While Pakistan is a member of both the TRIPs agreement and the Paris Convention yet in its Patents Ordinance, 2000, it has adopted the position taken by the Paris Convention under its Article 5A(1) – 5A(4) . The 2000 Ordinance, therefore, stresses on the actual manufacturing rather than mere selling. Given this, unless there are circumstances justifying non-exploitation or insufficient exploitation of the patented invention, a patentee who embarks of any action (working through importation) or inaction (non-working), he opens himself to an application for compulsory license.

In terms of law, there is no defined list of circumstances justifying lack of manufacture (non-working) or incomplete manufacture (insufficient working), however, the complex nature of the patented invention and/or the underlying technologies, economic non-viability to establish plant in each country of grant where patented products are sold may be taken as factors favoring import to be construed as the only reasonable and viable means of bringing the invention into public service.

Another ancillary issue relating to the exploitation of patented invention is the “timing”. In line with the provisions of Paris Convention, section 59 of the ibid Ordinance has made it acteclaire that a working is critical after the expiration of a period of 4 years from the date of filing of the patent application or 3 years from the date of grant whichever expires last.

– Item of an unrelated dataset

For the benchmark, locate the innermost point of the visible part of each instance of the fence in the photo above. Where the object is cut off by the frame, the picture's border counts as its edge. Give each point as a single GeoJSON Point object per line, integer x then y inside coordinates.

This impliedly suggests that decision on grant of the patent must be taken within 4 years from the date of filing irrespective of the fact whether or not there is any provision setting a definite deadline for acceptance or otherwise.

Since 2006, the concept of time liberated prosecution and resulting consequent patent pendency until a best commercial strategy is evolved on part of the applicants has generated a bundle of un-worked patents and has transformed Pakistan Patent Office (PK-PO) a store of record. This delaying tactic may ensue a number of legal issues including an increase in the risk of forfeiture or revocation of the patent. As  prosecution  delays is not amongst grounds supporting delays on patent applicant’s part in working or non-working, a careful patent strategy is sine qua non   to avoid activation of legislative provisions providing for the grant of compulsory licenses.